[Rspamd-Users] regex matching only in "Scan/Learn" UI

Tue Oct 22 21:21:15 UTC 2024

> what could be the reason that this spam mail body part:
> 
> --0000000000001835a10625032efb
> Content-Type: text/plain; charset="UTF-8"
> 
> https://t.co/QOvzySU9xJ
> 
> --0000000000001835a10625032efb
> Content-Type: text/html; charset="UTF-8"
> 
> <div dir="ltr"><a href="https://t.co/QOvzySU9xJ">https://t.co/QOvzySU9xJ</a><br></div>
> 
> --0000000000001835a10625032efb--
> 
> 
> successfully matches my regex:
> 
> /Content-Type: text\/plain; charset="UTF-8"
> 
> https:\/\/\w+\.\w+\/\S{5,15}
> 
> /m
> 
> while testing in „Scan/Learn“ tab of the web interface, but not during the scan of the incoming mail?
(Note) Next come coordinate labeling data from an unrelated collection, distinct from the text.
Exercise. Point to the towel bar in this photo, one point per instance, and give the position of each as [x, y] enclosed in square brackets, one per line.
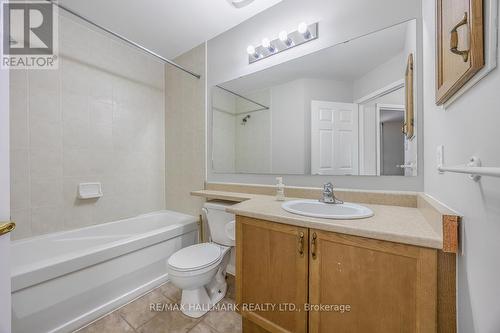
[473, 169]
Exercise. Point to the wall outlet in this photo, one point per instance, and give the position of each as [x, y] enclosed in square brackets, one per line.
[440, 157]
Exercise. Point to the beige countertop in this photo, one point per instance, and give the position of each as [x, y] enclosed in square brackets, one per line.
[405, 225]
[390, 223]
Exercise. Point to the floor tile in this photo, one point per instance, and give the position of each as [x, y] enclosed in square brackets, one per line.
[169, 322]
[112, 323]
[231, 286]
[202, 328]
[138, 312]
[224, 321]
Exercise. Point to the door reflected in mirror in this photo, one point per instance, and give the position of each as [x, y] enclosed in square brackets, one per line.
[338, 111]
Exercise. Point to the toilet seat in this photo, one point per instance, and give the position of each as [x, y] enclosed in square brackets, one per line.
[195, 257]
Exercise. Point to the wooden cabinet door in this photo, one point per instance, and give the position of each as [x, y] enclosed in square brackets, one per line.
[272, 268]
[460, 45]
[389, 287]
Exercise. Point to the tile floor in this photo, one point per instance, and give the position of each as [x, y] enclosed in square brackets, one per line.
[136, 317]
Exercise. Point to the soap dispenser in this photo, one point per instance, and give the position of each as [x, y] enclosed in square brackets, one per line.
[280, 189]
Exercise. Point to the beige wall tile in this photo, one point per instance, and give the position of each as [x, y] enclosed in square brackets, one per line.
[20, 179]
[46, 192]
[99, 118]
[22, 218]
[46, 219]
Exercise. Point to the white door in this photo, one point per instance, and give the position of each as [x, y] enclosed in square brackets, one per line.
[334, 138]
[4, 202]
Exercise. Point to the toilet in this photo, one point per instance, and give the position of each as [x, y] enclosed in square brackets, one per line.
[200, 269]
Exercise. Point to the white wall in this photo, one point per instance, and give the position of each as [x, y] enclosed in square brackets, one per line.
[224, 139]
[340, 20]
[389, 72]
[468, 127]
[369, 110]
[185, 132]
[5, 301]
[98, 118]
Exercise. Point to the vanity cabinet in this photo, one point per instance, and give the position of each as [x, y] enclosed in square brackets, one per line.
[368, 285]
[272, 269]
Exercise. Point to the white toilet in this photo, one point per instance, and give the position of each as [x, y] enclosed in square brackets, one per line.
[200, 270]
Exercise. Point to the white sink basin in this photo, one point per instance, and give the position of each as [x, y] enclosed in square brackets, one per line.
[315, 208]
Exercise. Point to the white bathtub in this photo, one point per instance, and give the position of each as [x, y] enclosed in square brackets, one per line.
[64, 280]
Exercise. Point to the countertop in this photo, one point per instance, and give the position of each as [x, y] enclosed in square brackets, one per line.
[405, 225]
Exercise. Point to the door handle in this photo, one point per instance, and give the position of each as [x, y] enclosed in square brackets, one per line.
[6, 227]
[454, 39]
[314, 245]
[301, 243]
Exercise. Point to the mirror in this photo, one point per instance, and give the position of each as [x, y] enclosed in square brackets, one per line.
[340, 111]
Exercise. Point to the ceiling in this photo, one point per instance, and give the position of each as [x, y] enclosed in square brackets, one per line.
[168, 27]
[343, 62]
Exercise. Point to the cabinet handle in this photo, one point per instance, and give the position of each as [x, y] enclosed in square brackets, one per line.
[454, 40]
[301, 243]
[313, 245]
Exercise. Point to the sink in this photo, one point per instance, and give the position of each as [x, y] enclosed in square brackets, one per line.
[315, 208]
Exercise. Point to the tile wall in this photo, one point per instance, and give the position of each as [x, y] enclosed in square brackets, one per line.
[98, 118]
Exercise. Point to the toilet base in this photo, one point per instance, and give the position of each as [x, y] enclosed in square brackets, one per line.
[196, 302]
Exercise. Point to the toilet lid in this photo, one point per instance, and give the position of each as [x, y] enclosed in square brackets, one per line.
[195, 257]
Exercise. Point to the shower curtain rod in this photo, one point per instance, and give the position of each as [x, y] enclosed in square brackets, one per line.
[170, 62]
[243, 97]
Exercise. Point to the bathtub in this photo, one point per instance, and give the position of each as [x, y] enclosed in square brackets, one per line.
[64, 280]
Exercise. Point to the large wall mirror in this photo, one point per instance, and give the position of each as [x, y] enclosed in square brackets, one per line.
[338, 111]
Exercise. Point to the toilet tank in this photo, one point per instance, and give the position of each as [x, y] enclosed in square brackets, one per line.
[220, 223]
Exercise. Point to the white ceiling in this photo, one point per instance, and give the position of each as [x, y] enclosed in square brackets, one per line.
[343, 62]
[168, 27]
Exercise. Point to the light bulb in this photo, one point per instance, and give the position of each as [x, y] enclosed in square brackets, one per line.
[283, 36]
[302, 27]
[266, 43]
[251, 50]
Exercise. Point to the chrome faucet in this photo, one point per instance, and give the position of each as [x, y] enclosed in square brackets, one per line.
[329, 195]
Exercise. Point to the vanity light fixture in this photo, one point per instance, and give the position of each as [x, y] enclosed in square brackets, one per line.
[305, 33]
[240, 3]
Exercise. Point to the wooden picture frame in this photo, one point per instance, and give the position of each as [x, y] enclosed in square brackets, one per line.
[409, 125]
[459, 23]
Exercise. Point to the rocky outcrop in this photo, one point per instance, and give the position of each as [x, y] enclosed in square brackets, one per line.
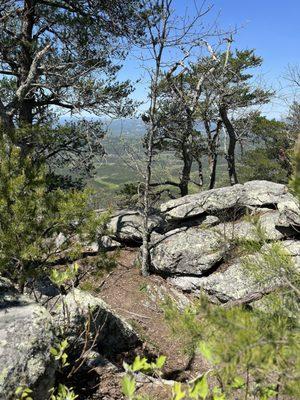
[125, 226]
[26, 336]
[199, 257]
[229, 200]
[72, 313]
[28, 331]
[191, 251]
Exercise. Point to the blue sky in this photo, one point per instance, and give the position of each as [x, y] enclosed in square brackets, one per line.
[269, 26]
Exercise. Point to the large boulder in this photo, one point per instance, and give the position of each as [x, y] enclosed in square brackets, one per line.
[126, 226]
[227, 200]
[191, 251]
[236, 281]
[230, 284]
[263, 225]
[78, 309]
[26, 336]
[208, 201]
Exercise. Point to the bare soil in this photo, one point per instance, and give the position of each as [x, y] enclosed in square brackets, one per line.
[139, 301]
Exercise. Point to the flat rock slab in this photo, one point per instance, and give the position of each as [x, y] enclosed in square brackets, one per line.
[26, 336]
[253, 193]
[236, 282]
[73, 311]
[126, 226]
[191, 251]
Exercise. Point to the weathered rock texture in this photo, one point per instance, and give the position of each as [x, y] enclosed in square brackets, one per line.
[203, 257]
[74, 311]
[26, 336]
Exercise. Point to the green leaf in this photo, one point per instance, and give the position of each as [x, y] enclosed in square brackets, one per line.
[160, 362]
[205, 351]
[199, 388]
[53, 351]
[178, 394]
[238, 382]
[128, 386]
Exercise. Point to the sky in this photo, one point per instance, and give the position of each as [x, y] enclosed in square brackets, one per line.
[271, 27]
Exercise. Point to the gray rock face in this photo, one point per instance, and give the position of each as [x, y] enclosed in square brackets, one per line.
[112, 333]
[26, 336]
[231, 284]
[204, 202]
[253, 193]
[126, 226]
[262, 193]
[189, 251]
[193, 257]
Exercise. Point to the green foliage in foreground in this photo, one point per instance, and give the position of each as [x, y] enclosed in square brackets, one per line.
[32, 216]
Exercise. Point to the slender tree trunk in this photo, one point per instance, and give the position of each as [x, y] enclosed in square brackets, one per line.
[213, 170]
[200, 172]
[230, 156]
[26, 106]
[186, 171]
[145, 268]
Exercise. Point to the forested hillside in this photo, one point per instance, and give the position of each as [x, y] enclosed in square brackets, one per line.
[149, 202]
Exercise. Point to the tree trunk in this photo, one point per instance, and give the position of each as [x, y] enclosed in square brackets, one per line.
[213, 170]
[230, 156]
[186, 171]
[200, 173]
[26, 106]
[145, 267]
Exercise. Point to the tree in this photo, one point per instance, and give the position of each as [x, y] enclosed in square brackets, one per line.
[162, 34]
[31, 217]
[60, 57]
[270, 155]
[234, 92]
[186, 144]
[157, 25]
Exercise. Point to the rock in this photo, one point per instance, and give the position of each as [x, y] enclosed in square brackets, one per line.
[41, 289]
[256, 228]
[204, 202]
[26, 336]
[228, 200]
[235, 282]
[191, 251]
[126, 226]
[231, 284]
[289, 213]
[73, 311]
[108, 243]
[262, 193]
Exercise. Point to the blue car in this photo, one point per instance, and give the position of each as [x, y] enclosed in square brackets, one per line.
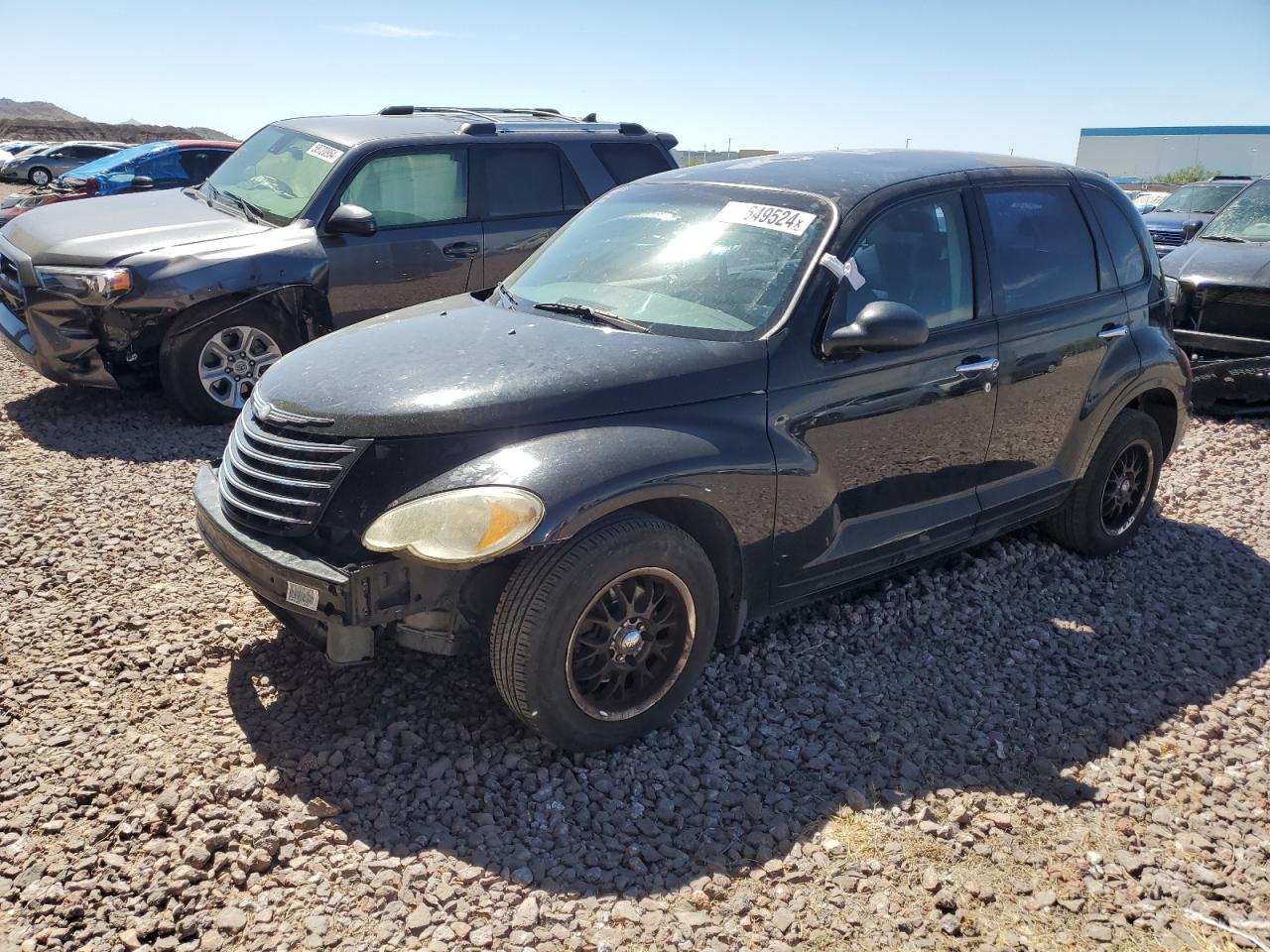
[1198, 202]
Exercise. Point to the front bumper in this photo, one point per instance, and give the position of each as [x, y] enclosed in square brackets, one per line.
[348, 606]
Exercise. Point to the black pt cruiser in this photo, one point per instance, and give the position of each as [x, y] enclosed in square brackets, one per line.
[716, 393]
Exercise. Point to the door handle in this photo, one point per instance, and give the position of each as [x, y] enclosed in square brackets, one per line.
[461, 249]
[974, 366]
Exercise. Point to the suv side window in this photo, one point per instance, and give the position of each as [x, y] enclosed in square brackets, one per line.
[1042, 249]
[524, 181]
[1130, 266]
[919, 254]
[627, 162]
[412, 188]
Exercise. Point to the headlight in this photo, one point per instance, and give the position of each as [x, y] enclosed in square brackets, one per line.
[460, 526]
[93, 286]
[1173, 289]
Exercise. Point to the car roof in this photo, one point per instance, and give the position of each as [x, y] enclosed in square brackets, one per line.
[352, 130]
[844, 177]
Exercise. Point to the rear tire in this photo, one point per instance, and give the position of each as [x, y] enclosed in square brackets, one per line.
[209, 370]
[598, 640]
[1109, 504]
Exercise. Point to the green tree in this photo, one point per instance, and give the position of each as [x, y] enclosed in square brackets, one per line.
[1192, 173]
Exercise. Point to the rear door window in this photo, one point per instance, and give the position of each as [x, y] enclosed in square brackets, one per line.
[1042, 248]
[1130, 266]
[627, 162]
[526, 181]
[412, 188]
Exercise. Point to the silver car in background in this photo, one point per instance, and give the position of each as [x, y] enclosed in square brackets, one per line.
[42, 167]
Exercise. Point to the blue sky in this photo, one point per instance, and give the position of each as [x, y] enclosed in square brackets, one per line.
[975, 75]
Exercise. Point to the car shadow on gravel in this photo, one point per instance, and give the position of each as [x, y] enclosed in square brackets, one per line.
[137, 425]
[1006, 669]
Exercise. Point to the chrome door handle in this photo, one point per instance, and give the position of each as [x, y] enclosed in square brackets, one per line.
[969, 370]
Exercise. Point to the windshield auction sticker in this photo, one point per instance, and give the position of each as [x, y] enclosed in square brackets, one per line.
[320, 150]
[766, 216]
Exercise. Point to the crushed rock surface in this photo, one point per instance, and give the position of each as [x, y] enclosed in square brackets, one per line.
[1016, 749]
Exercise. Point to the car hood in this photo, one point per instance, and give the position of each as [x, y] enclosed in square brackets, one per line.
[460, 365]
[112, 229]
[1173, 221]
[1201, 262]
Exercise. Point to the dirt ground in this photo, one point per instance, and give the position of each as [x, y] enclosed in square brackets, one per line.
[1017, 749]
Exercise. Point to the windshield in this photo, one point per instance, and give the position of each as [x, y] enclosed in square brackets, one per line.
[1247, 217]
[277, 172]
[125, 162]
[1199, 199]
[685, 259]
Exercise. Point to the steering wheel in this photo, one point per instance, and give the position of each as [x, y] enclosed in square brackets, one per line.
[273, 185]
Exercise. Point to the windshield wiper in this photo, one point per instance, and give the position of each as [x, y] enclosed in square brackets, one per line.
[592, 313]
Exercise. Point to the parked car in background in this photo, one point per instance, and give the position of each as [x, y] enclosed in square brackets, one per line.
[44, 166]
[1148, 200]
[155, 166]
[312, 225]
[1219, 282]
[1197, 202]
[716, 393]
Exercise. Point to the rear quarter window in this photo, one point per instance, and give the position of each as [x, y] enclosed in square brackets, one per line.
[627, 162]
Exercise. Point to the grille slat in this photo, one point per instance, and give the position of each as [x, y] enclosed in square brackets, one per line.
[278, 479]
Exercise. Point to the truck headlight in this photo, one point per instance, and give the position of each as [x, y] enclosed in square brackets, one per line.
[93, 286]
[460, 526]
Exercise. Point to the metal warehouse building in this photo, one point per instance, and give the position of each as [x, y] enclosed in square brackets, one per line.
[1150, 151]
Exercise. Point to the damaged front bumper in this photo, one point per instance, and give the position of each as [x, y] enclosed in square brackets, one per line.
[53, 335]
[347, 607]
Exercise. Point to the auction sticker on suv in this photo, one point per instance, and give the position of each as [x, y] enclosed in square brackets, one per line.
[766, 216]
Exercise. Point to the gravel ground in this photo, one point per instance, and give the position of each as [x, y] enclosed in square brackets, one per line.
[1015, 749]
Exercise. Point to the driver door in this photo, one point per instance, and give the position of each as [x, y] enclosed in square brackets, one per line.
[425, 246]
[879, 453]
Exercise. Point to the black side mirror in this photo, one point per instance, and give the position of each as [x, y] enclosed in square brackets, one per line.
[350, 220]
[881, 325]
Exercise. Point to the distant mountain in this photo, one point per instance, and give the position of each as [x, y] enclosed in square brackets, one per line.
[46, 122]
[13, 109]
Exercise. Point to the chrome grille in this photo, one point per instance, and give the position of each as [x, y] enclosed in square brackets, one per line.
[280, 480]
[1165, 238]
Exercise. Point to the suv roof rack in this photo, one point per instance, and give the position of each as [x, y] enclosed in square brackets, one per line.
[488, 118]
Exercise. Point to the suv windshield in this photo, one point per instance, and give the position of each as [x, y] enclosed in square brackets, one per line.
[685, 259]
[1247, 217]
[1199, 199]
[276, 172]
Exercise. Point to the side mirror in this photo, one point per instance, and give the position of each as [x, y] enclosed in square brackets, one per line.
[350, 220]
[881, 325]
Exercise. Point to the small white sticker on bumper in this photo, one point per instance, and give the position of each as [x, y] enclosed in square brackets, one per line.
[302, 595]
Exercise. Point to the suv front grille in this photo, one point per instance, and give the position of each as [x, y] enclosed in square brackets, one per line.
[280, 480]
[1166, 238]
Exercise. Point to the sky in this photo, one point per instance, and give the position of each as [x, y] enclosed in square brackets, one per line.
[982, 75]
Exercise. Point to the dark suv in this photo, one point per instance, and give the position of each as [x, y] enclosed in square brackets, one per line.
[714, 394]
[309, 226]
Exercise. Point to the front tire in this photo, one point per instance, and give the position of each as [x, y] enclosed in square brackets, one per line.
[597, 642]
[209, 370]
[1109, 504]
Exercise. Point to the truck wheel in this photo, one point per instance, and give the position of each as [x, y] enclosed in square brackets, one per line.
[211, 368]
[1109, 504]
[597, 642]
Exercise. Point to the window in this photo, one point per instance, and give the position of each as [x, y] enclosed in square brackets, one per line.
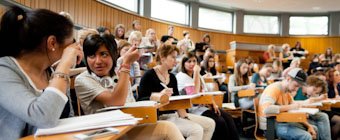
[308, 25]
[131, 5]
[170, 11]
[213, 19]
[261, 24]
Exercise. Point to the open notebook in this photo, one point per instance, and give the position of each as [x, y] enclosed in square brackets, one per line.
[311, 111]
[183, 97]
[130, 105]
[93, 121]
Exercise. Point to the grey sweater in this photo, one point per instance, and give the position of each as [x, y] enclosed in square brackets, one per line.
[23, 108]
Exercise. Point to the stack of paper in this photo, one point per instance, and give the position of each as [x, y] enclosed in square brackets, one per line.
[228, 105]
[130, 105]
[333, 101]
[93, 121]
[311, 111]
[211, 93]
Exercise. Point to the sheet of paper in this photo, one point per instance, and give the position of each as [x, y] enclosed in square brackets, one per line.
[76, 71]
[311, 111]
[211, 93]
[130, 105]
[99, 120]
[182, 97]
[228, 105]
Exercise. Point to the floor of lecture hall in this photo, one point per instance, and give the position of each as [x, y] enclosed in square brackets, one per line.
[246, 138]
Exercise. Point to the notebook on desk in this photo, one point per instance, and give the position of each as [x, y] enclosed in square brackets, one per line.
[93, 121]
[311, 111]
[130, 105]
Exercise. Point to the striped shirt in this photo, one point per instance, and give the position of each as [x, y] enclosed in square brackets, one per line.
[272, 95]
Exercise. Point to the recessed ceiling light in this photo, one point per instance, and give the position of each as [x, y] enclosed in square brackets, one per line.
[316, 8]
[259, 1]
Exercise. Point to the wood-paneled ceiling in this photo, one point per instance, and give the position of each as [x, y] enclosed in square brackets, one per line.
[286, 6]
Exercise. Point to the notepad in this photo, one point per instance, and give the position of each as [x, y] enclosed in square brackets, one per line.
[183, 97]
[311, 111]
[229, 105]
[130, 105]
[93, 121]
[211, 93]
[214, 77]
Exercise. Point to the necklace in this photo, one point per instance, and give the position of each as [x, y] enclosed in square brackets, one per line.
[165, 79]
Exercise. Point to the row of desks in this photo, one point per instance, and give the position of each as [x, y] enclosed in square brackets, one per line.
[148, 115]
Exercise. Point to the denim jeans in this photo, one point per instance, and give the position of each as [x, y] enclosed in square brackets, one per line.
[321, 121]
[292, 131]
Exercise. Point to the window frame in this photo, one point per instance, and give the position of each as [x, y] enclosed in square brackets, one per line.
[106, 2]
[220, 10]
[264, 14]
[187, 5]
[310, 15]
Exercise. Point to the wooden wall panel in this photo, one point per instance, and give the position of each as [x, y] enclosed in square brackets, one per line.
[91, 13]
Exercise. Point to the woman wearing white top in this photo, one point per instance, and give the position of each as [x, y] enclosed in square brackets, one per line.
[190, 74]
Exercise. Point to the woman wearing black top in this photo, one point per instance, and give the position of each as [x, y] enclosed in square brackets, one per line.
[192, 126]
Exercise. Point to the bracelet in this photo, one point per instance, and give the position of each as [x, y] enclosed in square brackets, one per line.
[64, 76]
[186, 117]
[125, 70]
[125, 66]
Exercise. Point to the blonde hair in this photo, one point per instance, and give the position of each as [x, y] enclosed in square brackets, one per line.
[135, 35]
[284, 46]
[83, 33]
[116, 30]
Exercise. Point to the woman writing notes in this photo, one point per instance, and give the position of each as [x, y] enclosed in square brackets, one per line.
[32, 96]
[101, 53]
[193, 127]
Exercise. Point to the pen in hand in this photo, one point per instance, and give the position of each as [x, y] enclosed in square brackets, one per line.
[166, 90]
[164, 85]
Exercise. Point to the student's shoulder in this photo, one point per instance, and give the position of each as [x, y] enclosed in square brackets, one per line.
[273, 89]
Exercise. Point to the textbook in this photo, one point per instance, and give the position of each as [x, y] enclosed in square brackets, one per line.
[214, 77]
[130, 105]
[93, 121]
[228, 106]
[311, 111]
[183, 97]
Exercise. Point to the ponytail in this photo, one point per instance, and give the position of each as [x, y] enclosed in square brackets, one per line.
[22, 31]
[12, 31]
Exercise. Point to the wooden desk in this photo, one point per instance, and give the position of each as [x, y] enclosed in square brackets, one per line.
[69, 136]
[336, 105]
[282, 117]
[177, 104]
[148, 114]
[246, 93]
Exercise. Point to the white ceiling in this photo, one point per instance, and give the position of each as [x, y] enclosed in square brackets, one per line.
[289, 6]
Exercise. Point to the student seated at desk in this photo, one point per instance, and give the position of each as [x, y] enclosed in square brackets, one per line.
[190, 74]
[209, 68]
[192, 126]
[123, 47]
[269, 55]
[333, 80]
[298, 51]
[97, 87]
[240, 81]
[32, 94]
[286, 56]
[316, 91]
[314, 64]
[260, 78]
[276, 98]
[276, 74]
[294, 64]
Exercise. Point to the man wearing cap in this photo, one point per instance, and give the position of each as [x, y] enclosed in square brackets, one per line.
[276, 98]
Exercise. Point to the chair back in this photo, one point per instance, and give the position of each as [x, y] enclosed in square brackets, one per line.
[257, 134]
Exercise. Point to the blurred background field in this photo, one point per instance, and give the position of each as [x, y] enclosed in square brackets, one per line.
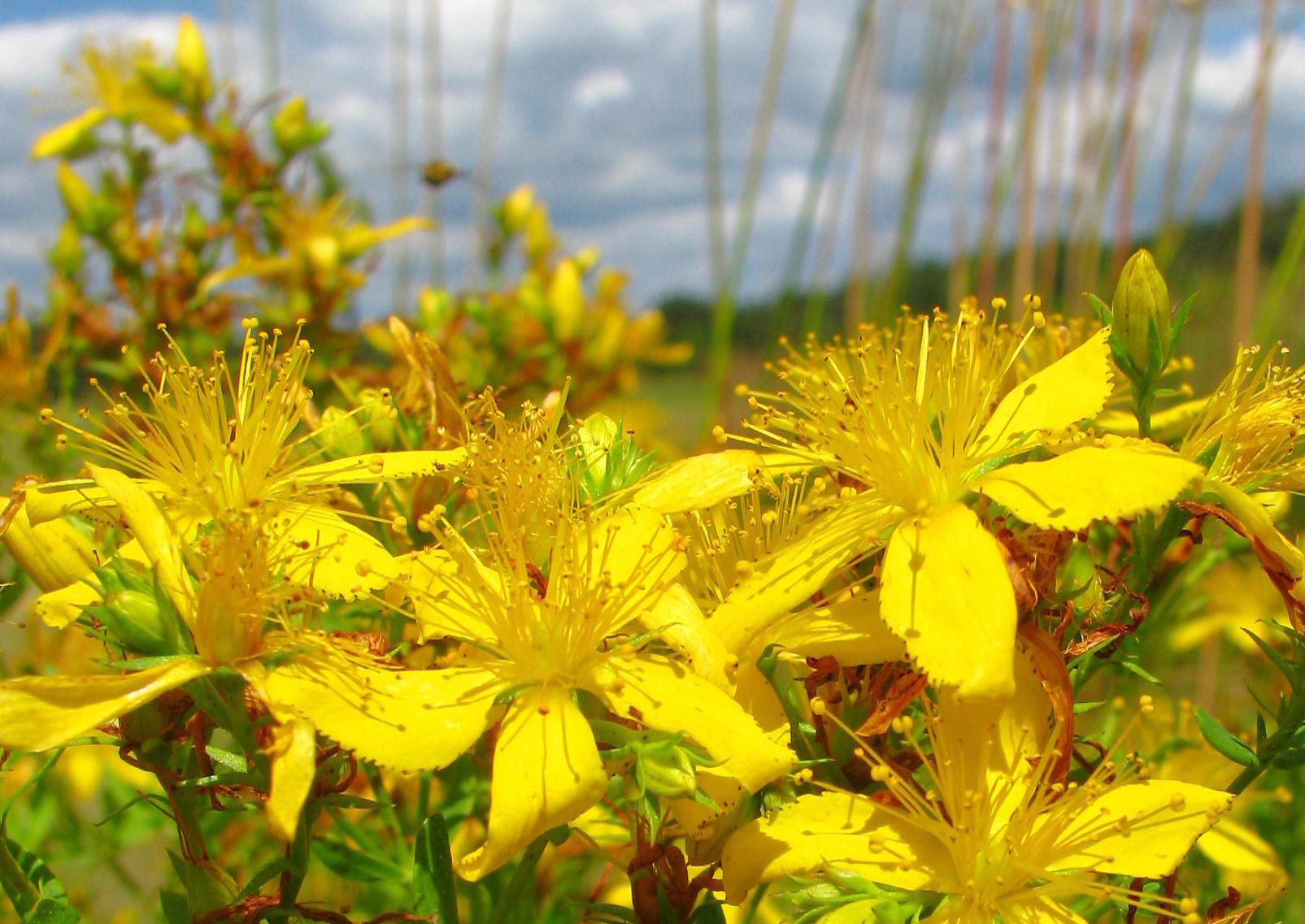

It might be due to line endings: \n versus \r\n via smtp.
You could try to use \r?\n in your regex.

> OTOH, with the HFILTER_URL_ONLY symbol it’s vice versa: shows up there, but not during the „Scan/Learn“ thing. 

You could add a multimap with your own domains, e.g.

t.co  MY_MESSENGER_DOMAINS

and combine that with HFILTER_URL_ONLY:

https://rspamd.com/doc/configuration/composites.html

MESSENGER_URL_ONLY_COMPOSITE {
    expression = "MY_MESSENGER_DOMAINS and HFILTER_URL_ONLY";
    score = 5.0;
}

Best regards,
Gerald